Running Start Spotlights
Jenny Heemstra, BM Piano 2000
Jenny shares how she was able to use her entrepreneurial skills to create Kolkata Classics, a western classical music concert series in Kolkata, India that also provides health and social services. To bring this project to life, she has collaborated with a variety of people, peformers, and orginzations, to produce something indispensible to her new community. Check out the video below which was recorded live in Kolkata, India as part of this concert series. Also, check out a recent news article the MSU College of Music featured on her: http://www.music.msu.edu/news/lifting-spirits-with-music
How would you describe your professional identity in a sentence?
As a professional pianist, I am dedicated to giving a quality performance, open to change, and being a lifelong world explorer.
Can you summarize your current entrepreneurial projects in a sentence or two?
I am exposing the masses to high quality western classical music and cultivating a new audience in India. I believe a person cannot thrive unless mind, body and soul are healed. To achieve this I partnered with health care providers and NGOs to provide health and social services in parallel with our concerts.
How has your career, project, or initiative been growing and developing since you graduated? Since last year?

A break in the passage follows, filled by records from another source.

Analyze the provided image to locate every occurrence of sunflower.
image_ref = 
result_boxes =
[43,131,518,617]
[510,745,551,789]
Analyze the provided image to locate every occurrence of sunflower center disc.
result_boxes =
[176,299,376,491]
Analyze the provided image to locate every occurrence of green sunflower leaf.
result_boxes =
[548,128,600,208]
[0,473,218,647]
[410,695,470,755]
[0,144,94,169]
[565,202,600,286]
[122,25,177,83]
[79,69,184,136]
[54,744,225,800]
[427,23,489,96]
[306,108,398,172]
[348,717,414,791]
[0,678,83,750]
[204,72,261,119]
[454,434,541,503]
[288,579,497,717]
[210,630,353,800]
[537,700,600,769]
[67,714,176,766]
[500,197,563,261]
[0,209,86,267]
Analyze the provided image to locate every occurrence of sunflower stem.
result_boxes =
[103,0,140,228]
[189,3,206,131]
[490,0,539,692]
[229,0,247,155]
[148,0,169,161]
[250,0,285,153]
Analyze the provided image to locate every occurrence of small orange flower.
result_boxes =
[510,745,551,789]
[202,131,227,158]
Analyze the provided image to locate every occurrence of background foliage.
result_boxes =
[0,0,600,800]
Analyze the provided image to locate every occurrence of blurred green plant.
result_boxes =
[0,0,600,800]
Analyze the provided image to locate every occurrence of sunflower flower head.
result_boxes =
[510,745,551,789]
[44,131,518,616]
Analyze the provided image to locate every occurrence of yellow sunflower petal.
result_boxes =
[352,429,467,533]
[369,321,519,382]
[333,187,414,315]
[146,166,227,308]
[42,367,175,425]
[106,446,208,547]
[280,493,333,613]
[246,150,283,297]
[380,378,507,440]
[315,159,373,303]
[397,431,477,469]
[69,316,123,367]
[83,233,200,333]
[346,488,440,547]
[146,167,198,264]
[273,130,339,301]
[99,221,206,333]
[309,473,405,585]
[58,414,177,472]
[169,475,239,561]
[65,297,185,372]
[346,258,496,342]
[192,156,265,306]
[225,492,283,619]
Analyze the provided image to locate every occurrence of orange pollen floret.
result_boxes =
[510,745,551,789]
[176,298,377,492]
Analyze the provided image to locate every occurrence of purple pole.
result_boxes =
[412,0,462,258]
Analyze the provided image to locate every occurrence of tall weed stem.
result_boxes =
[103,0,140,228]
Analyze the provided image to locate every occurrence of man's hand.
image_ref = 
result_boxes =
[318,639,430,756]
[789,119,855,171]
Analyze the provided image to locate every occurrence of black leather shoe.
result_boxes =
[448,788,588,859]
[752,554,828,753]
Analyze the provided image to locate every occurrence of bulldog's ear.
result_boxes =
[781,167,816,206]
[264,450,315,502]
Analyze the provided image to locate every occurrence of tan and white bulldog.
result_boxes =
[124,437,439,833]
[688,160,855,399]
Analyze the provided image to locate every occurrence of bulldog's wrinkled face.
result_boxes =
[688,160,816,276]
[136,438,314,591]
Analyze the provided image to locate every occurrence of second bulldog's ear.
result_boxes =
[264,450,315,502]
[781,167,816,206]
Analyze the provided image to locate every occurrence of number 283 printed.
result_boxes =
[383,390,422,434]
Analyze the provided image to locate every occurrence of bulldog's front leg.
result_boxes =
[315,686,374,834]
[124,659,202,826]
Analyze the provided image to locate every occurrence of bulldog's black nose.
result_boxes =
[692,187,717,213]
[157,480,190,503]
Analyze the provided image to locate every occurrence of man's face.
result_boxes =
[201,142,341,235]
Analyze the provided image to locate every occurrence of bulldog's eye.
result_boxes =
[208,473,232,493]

What are your next steps as you go forward?
After moving to Kolkata, I began building the community organization by contacting artists in my professional network and inviting them to perform here. Many agreed to participate in Kolkata Classics and were intrigued by the idea of using Western classical music to bridge cultures and provide enriching experiences for groups who would otherwise not have access to classical performances. Artists donated their time and talents for two weeks. In turn, foundation sponsors agree to cover travel costs and other logistical expenses.
In the upcoming year, I will be moving from Kolkata. Until then, I will continue to build the Kolkata Classics trust and concert series, and create a sustainable community program for future organizers. I want to spend as much energy as I can with the health series, with strengthening our relationships with our venues, schools and audiences. The bond of community here is amazing. I am determined to leave a legacy for others to build on.
How did the College of Music prepare you to embark on your career?
MSU truly prepared me as a musician and gave me the opportunity to make an informed decision on how I would shape my career. I also met so many students from abroad. I loved getting to know people from different backgrounds.
What do you think are the most important skills to have as a 21st century musician? As an entrepreneur?
People skills. An artist must wear many hats and be proficient at many things. One must be a great player and a business person; be able to manage concert logistics, work a crowd, and still find time to practice to give an amazing performance.
It seems you were able to make something huge out of nothing, in a foreign place, and it looks like all you had to do was ask. What would you tell students with an idea that don’t know where to start?
So much of what I accomplished is directly proportional to how much time and energy I invested in relationships with people. Fostering meaningful relationships helped people trust and believe in me and my goals to the point that friends and contacts wanted me to succeed. Accept that plans will be revised, changed and never even used but, more importantly, know where you want to go or what you want to do. You will figure out how to get there. Expect miracles, dream big and have faith in yourself. Go after what you want, not what you think you can get. At times I am convinced I succeeded by sheer willpower.